Tung Yin has some pointed observations comparing the flap over Dusty Baker’s recent comments on white people and the heat to the brouhaha in Toronto over the relative lack of black players on the Blue Jays (well, other than the team’s best-paid players, that is). I haven’t commented here yet on the Dusty Baker thing, which has been good for some entertaining synthetic outrage around the media and the net. I mean, seriously, do you think anyone was genuinely hurt or offended by his comments? And I’ve got a little bit of perverse admiration for Baker for not backing away from comments he obviously believes.
Just the same, the episode is a good reminder of why one shouldn’t reach for a racial generalization unless it’s absolutely necessary, and I’d agree that Major League Baseball would be wise to reprimand Baker publicly, to preserve the principle that such comments should generally not be made.
What interested me more is this: Baker started talking about white people handling the heat poorly as a way of explaining a bad start by Shawn Estes in early July. But if Baker believes that Estes doesn’t handle the heat well, why didn’t he say that? He’s managed Estes for most of his career, after all, so he should know. And if Estes doesn’t have a particular problem with pitching in the heat, why even raise the issue?
Now, I didn’t have time to do a larger study of white ballplayers’ patterns or track down game-by-game results even for Estes, but one thing we can easily look at: Shawn Estes’ record in the hot weather months. How has Estes done?
I checked the 2000-2002 period for a sample, and at first glance the answer is mixed: Estes’ ERAs in that period were 4.22 in April, 3.13 in May, 3.76 in June, 4.72 in July, 5.38 in August, and 6.02 in September/October. That could be a pitcher who has trouble with hot weather, but it looks a lot more like a guy who just plain wears down as the season goes on — how else do you explain a September/October ERA 60% higher than his June ERA, or his 3.64 ERA before July 1 compared to 5.34 for the rest of the year? I’d say the switch that flips on July 1 every year without fail probably has more to do with cumulative fatigue than with heat, no? In fact, I strongly suspect that Estes has one of the most pronounced tendencies to collapse in the second half of any major league player. It’s certainly well-known to those who have followed his career.

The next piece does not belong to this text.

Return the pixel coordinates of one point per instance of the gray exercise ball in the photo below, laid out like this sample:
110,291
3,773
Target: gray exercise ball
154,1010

Which makes you wonder why Dusty instead chose to attribute Estes’ struggles to his race instead of his annual pattern. Was Dusty trying to somehow challenge Estes’ toughness, or maybe convince him that his problem is with heat rather than fatigue? That assumes that Baker thought in advance about what he was saying. Or, assuming that Baker didn’t deliberately set out to plant his foot in his mouth, maybe he was just in denial, trying to avoid the obvious fact that his pitcher’s struggles will only get worse as the season wears on.